Repeat the question. The PIO or person acting as PIO can ask the reporter to repeat or rephrase a question if it is unclear. This also buys the PIO time to phrase a response.
Avoid simple yes and no responses. When one answers a question with a simple yes or no response, the response is viewed as being abrupt or even curt. For example, a reporter asks, “I heard that Perky Alice was socializing with a male friend, which resulted in her being distracted when performing the rescue. Is this true?” The PIO's response is a simple no followed by a long pause. Murmurs ripple across the group of reporters. It is not what the PIO said, it is what the PIO did not say. Even though one can respond with a simple yes or no, a better response is no followed by the talking point that Perky Alice followed procedure and that she initiated the rescue in a timely manner.
Answer one question at a time. Reporters often ask multifaceted questions that comprise several subquestions. By asking a confusing question, the reporter loses control of the question and the PIO can respond in several ways. She can answer the last subquestion first, answer the most important question, reframe the question to suit her response, or answer the question that best relates to her talking points. After giving a response, the PIO can simply move on to the next question or can ask the reporter whether the question had another part. Regardless, the PIO should answer one question at a time to maintain focus and should be courteous and polite to the reporter.
Turn negatives into positives. When responding to questions, the PIO should take the high road rather than the low road and should think positively. Rather than providing a response such as “No, we would never do that,” which is reactive and defensive, the PIO can provide a response such as “We have initiated a new policy” or “Our current procedure is….” These responses may not be truly proactive, but they move the conversation in a positive direction.
Say what you mean. A PIO should be careful of leading questions (e.g., “Would you say…”). A person skilled in this questioning technique can often lead a PIO down a path where, in the end, the questioner has the PIO agreeing with something she does not really agree with. The PIO may agree with three fourths of the question, but the problem lies in the part that she does not agree with. A PIO in this situation should take control of the question and say what she means. Figure 11.7 illustrates the PIO taking control of the question and directing the response to one or more of the talking points.

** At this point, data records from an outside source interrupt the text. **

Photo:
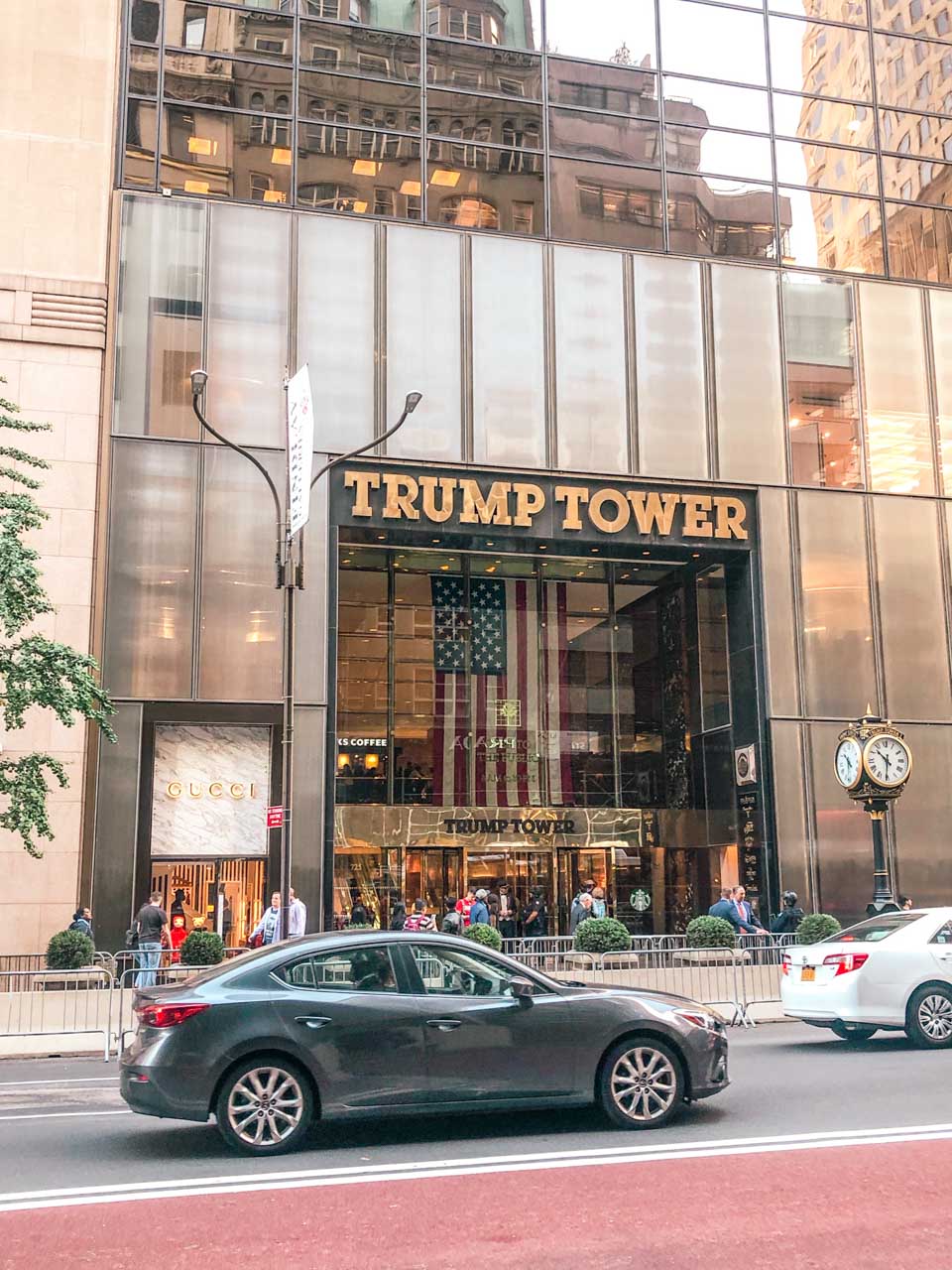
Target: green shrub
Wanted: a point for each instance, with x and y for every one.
(202, 948)
(710, 933)
(68, 951)
(485, 935)
(602, 935)
(815, 928)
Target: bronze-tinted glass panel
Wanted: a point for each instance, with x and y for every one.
(821, 386)
(245, 157)
(604, 137)
(368, 103)
(371, 55)
(819, 60)
(830, 230)
(361, 173)
(489, 70)
(516, 125)
(916, 181)
(621, 33)
(826, 168)
(815, 118)
(910, 72)
(719, 105)
(919, 243)
(208, 28)
(222, 81)
(602, 203)
(711, 216)
(619, 89)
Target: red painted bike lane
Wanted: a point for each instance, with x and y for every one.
(871, 1206)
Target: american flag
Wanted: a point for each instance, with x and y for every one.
(502, 690)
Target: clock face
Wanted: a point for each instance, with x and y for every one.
(888, 760)
(848, 762)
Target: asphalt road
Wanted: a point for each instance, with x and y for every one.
(814, 1143)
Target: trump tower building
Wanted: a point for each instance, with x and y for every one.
(673, 278)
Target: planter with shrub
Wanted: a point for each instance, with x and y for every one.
(815, 928)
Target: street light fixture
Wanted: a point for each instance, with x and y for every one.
(290, 579)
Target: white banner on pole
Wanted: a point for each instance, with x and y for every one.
(299, 447)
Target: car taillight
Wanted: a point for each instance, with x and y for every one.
(846, 961)
(168, 1016)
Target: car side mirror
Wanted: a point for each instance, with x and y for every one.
(524, 991)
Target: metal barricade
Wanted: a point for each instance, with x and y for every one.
(58, 1003)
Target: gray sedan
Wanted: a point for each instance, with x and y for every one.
(372, 1024)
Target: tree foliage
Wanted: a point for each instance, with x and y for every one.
(35, 671)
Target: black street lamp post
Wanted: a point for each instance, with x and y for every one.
(289, 578)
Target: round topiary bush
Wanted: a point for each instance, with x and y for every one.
(485, 935)
(602, 935)
(202, 948)
(68, 951)
(815, 928)
(710, 933)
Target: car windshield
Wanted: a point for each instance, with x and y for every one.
(874, 930)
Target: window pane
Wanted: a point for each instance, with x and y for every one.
(361, 173)
(701, 40)
(824, 409)
(617, 139)
(240, 616)
(748, 375)
(159, 327)
(509, 395)
(826, 62)
(914, 645)
(422, 341)
(335, 327)
(244, 157)
(919, 243)
(896, 393)
(670, 367)
(838, 653)
(589, 330)
(817, 119)
(720, 105)
(602, 203)
(830, 231)
(151, 570)
(248, 335)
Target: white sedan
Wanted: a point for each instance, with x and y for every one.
(892, 971)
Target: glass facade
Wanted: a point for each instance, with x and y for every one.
(797, 132)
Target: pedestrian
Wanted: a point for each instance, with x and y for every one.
(506, 917)
(463, 907)
(580, 911)
(479, 913)
(420, 920)
(298, 915)
(535, 917)
(399, 920)
(788, 917)
(151, 925)
(270, 926)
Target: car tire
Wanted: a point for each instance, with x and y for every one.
(640, 1083)
(929, 1017)
(266, 1106)
(855, 1033)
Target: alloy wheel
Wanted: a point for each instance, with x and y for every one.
(266, 1106)
(934, 1016)
(644, 1083)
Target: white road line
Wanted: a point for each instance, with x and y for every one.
(431, 1169)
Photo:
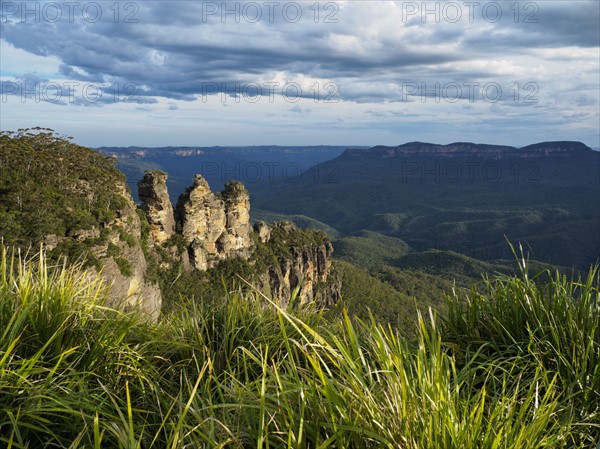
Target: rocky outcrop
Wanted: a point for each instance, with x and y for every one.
(262, 231)
(215, 226)
(152, 190)
(303, 263)
(124, 264)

Avoid hypothetical questions. A PIO faced with a hypothetical (i.e., “What if…”) question should stick to the facts. Explaining what will unfold in the future is not necessarily making a hypothesis; it is merely explaining what will happen. Although it is easier said than done, the PIO can simply respond that the question is hypothetical and that she cannot answer it. Or she can indicate that a policy or procedure in place should address the hypothetical question.
Correct inaccuracies. The PIO should correct inaccuracies when they become known. Inaccuracies normally occur because a news story is unfolding and new and more accurate information is discovered. Sometimes inaccuracies can arise because the media chooses to editorialize on the facts. At the beginning of a press conference, the PIO should state the pertinent facts and avoid any political editorializing.
Do not let your guard down. The PIO should never go off the record and should avoid hypothetical questions and speculation. The PIO must stick to the facts and objectives or talking points.
Do not linger. A crisis is an unfolding event, and information becomes available as the event unfolds. When meeting with the press, the PIO can announce the new information and indicate that the event is unfolding and that she will present more information as it becomes available. Normally, she will announce at the beginning of the press conference that she won't be taking questions. After presenting the new information, she can then leave. If appropriate, the PIO can take a question or two, but she should not linger—it will only invite more questions that she cannot answer. Usually taking one or two questions during an unfolding event suggests to anyone watching on TV that the PIO is being responsive to the media. Close inspection of the questions usually reveals that the question being asked has already been addressed or the question can't be addressed because the event is unfolding, the answer is not yet known, and it can't be answered because it would be speculative.